4.04 NON-CONTRAVENTION. The execution, delivery and performance by
Buyer of this Agreement does not and will not (i) contravene or conflict with
the organizational documents of Buyer, (ii) contravene or conflict with or
constitute a violation of any provision of any law or regulation binding upon or
applicable to Buyer; or (iii) contravene or conflict with or constitute a
violation of any judgment, injunction, order or decree binding upon or
applicable to Buyer, except as could not reasonably be expected to materially
adversely affect Seller's rights to receive or retain the Purchase Price and any
Option Exercise Price paid hereunder.
4.05 FINDERS' FEES. There is no investment banker, broker, finder or
other intermediary that has been retained by or is authorized to act on behalf
of Buyer who might be entitled to any fee or commission from Seller upon
consummation of the transactions contemplated by this Agreement.
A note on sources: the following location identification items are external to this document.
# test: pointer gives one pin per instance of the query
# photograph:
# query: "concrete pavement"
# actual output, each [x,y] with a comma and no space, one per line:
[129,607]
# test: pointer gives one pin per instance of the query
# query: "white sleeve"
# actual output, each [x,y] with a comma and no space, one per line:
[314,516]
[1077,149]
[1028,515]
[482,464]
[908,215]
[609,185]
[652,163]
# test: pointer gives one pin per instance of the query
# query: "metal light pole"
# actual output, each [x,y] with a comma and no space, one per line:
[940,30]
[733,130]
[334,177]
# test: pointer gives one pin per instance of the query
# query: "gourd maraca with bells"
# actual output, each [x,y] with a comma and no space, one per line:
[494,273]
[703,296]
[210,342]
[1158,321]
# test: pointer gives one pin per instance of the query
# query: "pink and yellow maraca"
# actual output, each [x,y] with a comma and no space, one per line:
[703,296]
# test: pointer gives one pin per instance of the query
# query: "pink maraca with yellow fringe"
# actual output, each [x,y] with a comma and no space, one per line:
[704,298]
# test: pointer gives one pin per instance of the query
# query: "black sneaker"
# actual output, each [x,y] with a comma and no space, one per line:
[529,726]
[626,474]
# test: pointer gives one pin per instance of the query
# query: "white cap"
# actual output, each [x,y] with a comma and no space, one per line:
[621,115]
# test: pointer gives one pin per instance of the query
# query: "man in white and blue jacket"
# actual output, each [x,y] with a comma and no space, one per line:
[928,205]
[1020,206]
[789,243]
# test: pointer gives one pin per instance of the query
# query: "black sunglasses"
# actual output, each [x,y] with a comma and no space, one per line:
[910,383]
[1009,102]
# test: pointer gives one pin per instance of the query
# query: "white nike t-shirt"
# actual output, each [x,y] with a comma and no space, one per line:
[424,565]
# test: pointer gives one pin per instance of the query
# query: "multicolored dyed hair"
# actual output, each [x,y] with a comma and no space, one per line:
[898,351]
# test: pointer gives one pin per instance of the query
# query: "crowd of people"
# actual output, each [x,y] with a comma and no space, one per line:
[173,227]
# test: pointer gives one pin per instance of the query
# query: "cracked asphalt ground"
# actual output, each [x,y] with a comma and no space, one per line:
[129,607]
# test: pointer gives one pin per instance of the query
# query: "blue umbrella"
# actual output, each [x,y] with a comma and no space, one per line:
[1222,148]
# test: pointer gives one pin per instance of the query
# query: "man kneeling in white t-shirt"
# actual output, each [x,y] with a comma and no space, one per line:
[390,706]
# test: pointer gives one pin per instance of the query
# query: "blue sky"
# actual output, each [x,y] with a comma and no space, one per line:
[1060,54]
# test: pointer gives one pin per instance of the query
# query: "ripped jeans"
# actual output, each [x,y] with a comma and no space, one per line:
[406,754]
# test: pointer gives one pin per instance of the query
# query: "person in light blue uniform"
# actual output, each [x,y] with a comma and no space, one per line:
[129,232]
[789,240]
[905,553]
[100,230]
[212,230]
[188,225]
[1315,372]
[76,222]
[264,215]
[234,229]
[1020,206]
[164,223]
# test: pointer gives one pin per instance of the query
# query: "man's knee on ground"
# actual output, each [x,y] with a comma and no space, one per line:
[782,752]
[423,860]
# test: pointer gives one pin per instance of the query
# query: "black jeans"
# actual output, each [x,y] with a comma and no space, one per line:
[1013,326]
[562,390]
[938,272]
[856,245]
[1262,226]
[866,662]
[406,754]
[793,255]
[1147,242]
4.06 FINANCING. At the Closing, Buyer will have sufficient funds
available to pay the Purchase Price.
4.07 LITIGATION. There is no action, suit, investigation or proceeding
(or any basis therefor), of which Buyer has received notice, pending against, or
to the knowledge of Buyer, threatened against or affecting, Buyer before any
court or arbitrator or any governmental body, agency or official which could
reasonably be expected to materially adversely affect Seller's rights to receive
or retain the Purchase Price and any Option Exercise Price paid hereunder.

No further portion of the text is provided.